I do not suppose it would have occurred to me to write about our short cuts if I had not run up against my good friend, Cheeryble. I met him at the point where the lane to The Row leaves the Carnforth high road, and I need scarcely say that the name I have given him is not that by which he is known to his wife and the postman, but if there was ever a man who was in the direct line of descent from the famous brothers it is surely he.

“Cheery,” as my girls call him, is past his prime; and a greyish, somewhat untidy beard, with the head of hair to match, make him look older than he really is; but as an offset to these attributes of age, merry, twinkling eyes and a mouth that seems always on the point of curving into a smile put him (as he himself phrases it) into the big lads’ class. Sturdily built and heavy, you might take him for one of our Samsons, but this is another deception.  He has a weakness of which he never speaks, a thorn in the flesh which, after the manner of thorns, pricks in secret.

“Going by the short cut?” he enquired, as he gripped my hand in his big fist and shook it vigorously.  “The man who doesn’t know our short cuts doesn’t know the Dale.”

” The Portuguese have a proverb,” I replied, “which runs: ‘Don’t quit the highway for a shortcut.'”  

“Let ’em keep it in Portugal,” came the prompt comment.  “Now I’ll agree that the longest away round is often the shortest way home for the lover and his lass, but give me the short cuts every time.”

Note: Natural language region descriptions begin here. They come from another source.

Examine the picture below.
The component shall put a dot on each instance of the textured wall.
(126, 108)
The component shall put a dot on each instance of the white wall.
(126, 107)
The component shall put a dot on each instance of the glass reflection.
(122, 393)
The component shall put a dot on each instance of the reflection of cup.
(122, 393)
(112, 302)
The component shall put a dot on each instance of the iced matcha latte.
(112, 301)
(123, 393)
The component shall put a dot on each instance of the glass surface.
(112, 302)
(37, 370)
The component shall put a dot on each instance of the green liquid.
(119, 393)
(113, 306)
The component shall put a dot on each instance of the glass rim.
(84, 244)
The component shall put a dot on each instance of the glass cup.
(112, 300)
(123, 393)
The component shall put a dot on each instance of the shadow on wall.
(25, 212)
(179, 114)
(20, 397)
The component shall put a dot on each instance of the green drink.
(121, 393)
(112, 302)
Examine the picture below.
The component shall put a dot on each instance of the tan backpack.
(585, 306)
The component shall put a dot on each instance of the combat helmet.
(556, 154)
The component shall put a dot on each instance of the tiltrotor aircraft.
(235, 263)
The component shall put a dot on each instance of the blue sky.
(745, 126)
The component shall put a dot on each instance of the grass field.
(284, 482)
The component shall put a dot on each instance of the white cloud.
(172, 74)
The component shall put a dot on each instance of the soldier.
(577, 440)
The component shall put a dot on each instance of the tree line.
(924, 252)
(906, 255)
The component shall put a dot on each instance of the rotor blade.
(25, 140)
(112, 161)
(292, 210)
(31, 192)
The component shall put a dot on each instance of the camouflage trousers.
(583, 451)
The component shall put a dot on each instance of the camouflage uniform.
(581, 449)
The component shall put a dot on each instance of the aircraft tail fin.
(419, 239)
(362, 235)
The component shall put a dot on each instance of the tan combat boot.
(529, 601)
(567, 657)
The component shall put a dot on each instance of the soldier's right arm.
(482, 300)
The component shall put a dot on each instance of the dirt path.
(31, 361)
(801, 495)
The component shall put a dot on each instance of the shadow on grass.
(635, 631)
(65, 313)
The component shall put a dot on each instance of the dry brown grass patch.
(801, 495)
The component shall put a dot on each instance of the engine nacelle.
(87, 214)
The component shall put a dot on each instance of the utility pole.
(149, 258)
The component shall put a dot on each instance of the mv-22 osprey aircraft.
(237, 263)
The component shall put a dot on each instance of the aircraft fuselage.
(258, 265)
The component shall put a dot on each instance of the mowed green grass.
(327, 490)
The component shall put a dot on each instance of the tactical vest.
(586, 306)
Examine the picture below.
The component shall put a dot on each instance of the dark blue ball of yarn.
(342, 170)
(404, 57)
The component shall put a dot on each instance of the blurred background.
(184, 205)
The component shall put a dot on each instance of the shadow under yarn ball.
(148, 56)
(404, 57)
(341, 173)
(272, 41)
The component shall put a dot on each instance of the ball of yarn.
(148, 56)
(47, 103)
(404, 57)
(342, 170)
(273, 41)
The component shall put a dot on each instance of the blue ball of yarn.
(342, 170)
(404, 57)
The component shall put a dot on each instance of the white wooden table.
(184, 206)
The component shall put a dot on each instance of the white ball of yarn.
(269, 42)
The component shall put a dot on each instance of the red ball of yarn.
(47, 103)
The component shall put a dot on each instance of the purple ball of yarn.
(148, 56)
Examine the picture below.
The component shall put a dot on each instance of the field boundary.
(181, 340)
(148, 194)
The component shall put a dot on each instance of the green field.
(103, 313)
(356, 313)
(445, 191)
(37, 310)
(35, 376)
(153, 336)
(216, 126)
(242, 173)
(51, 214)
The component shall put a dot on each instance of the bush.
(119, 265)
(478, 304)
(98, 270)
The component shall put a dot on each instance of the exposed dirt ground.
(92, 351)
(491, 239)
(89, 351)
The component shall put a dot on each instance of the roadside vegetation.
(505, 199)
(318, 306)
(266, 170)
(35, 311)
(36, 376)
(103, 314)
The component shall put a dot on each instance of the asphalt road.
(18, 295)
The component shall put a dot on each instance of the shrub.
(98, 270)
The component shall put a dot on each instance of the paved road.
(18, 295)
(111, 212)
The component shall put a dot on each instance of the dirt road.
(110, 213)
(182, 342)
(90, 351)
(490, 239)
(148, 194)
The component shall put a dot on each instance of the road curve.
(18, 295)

I accommodated my stride to his and we turned up the lane.  “I did not know that you belonged to the By-path Meadow brotherhood,” I said; “and I’m surprised that a church officer should be so ready to leave the King’s highway.”

He stopped, and leaned against a gate that offered convenient support.

“The worst of a lot o’ men is that they speak without thinking,” he said humorously; “but I’m surprised that you are among ’em.  I’ve no use for by-path meadows that seem to lead you somewhere and bring you up at a dead end.  The short cut is the road our fathers built to get them to their destination as quickly as possible.  They had neither time nor money to waste, so they cut  their road in as straight a line as they could, up hill and down dale, till they came to the spot they aimed at.  Bunyan’s highway was like that, and that’s why it was a pleasant way in spite of its difficult hills and rough places. ”

“Carry on,” I said; “the game is yours so far.”

“It’s mine to the last hole,” he replied confidently.  “It was the lazy, haven’t-time-to-stop-a-minute fellows who said ; ‘Blow these short cuts!  We must have level roads that you can spin along at a great pace; broad roads where you can go four abreast; smooth roads that’ll neither hurt feet nor wheels nor tyres.’ Progress without effort – that’s what mankind wants!  Everything made easy.  Why, man alive, if old Bunyan was here today he would have a By-path Meadow tar-mac’d!”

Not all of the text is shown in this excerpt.